Common Tongue : Six Ways to make it as a freerider

Brenton Priestley

Brenton is on top with his Freeriding ways

Six Ways to make it as a freerider. Market Advice with Kevco

No, we’re not asking you to change your style or beliefs. In fact, the more unique you are, the more marketable you may be as a freerider. However, here are some tips to keep you doing what you love full-time, instead of complaining about having to work as a bar back until 4 a.m. every night.

1. Understand, This is a Business.

Unfortunately, gone are the days of kicking back and casually riding in your own environment for a few video and photo shoots a year. Sponsors are paying you out of their marketing budget. And that marketing director has to explain the ROI (Return On Investment) to the CEO. So yes, it’s your job to wakeboard. When you wake up every day, ask yourself “what am I going to do today that will help sell wakeboards,” or boats, clothing, wetsuits – anything you get for free. Visit your local dealer often and go to all boat shows and trade shows. Live the lifestyle and be social at the same time.

2. Be a Social Media Guru.

This could be the greatest tool for any freerider. Even if your numbers aren’t that of Harley Clifford or Bob Soven, know that sponsors love shout outs. Keep it authentic, but be sure to tag brands whenever possible and hopefully they will do the same for you. Engagement is key. Be sure to stay active by commenting and liking others’ posts to get your name out there.

3. Work on Your Diction and Don’t Talk Smack.
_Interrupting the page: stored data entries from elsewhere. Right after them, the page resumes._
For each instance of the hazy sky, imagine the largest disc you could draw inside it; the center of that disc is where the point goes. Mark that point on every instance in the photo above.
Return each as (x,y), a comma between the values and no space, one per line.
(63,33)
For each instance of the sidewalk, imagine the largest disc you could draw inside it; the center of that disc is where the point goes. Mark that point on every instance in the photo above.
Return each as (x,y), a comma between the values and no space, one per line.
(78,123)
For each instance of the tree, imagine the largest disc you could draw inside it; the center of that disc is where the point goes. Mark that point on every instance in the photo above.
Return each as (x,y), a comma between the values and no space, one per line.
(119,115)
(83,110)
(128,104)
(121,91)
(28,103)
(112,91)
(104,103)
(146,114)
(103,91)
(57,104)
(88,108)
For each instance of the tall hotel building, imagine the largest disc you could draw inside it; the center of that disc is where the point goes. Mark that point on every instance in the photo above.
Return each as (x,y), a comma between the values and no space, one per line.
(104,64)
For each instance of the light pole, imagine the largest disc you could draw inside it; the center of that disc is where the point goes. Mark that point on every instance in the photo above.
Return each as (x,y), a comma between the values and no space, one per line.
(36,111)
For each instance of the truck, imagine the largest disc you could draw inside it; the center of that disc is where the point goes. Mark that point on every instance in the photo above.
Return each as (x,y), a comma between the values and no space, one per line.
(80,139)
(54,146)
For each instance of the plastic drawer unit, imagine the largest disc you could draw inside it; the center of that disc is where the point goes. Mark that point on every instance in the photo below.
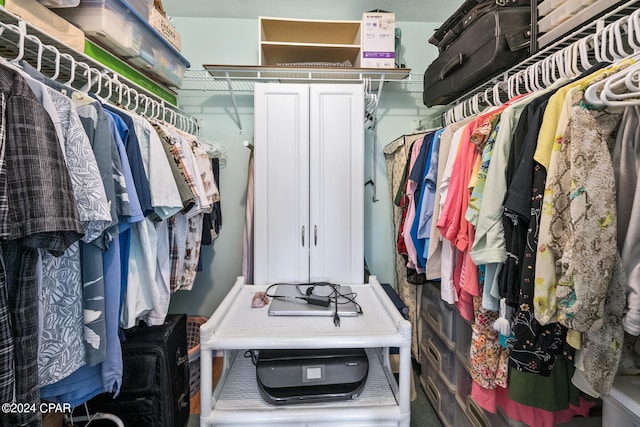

This is a fine line. We all love the spirit of freeriders and their uncensored opinions about what looks good and what doesn’t. But save that for just you and your close friends. Let your riding speak for itself and compliment others often on things you like. Don’t be jealous, or at least don’t let it show. Do lots of interviews (it’s good practice) and don’t say the same things all the time. There’s a way to sound loose, but still semi-educated. Learn a new word a day. Write down words and phrases you like when you hear them on TV. Be laid back, but show moments of excitement when you’re making a good point. Smile and be gracious whenever a camera is around.

4. Enter a Contest.

What? Isn’t that a cardinal sin? Maybe. But, we’re not saying you have to tailor your run and make it like everyone else’s. I can speak from experience; a judge loves to see a guy take his time going huge with style. Ride like you would at home. Throw a couple of huge methods and big backside 180’s. So you might not make it out of the first round. Who cares? You made an impact and helped shape the sport into what you want it to look like. And the photographers will definitely turn in shots of you to the media.

5. Start Your Own Event.

Chris O’Shea did it. So can you. It doesn’t have to be your own signature event and it doesn’t even have to be official. Everybody loves fun, laid back get-togethers, so pick a day and make it happen. What’s your ideal day consist of? Be sure to invite the media and make sure they have a good time too.

6. Give Back.

There’s no reason freeriders can’t be just as big of ambassadors as tour riders. The whole point of being a professional rider is to use your talents to grow the sport and sell products. And if you’re actually making money to float behind a luxury sport boat, use your notoriety and influence to make a difference in your community. Take underprivileged kids out to the cable park for a ride day. Offer your services for a free day of lessons. Be sure your motives are genuine. All of these things will get people talking and help your marketability.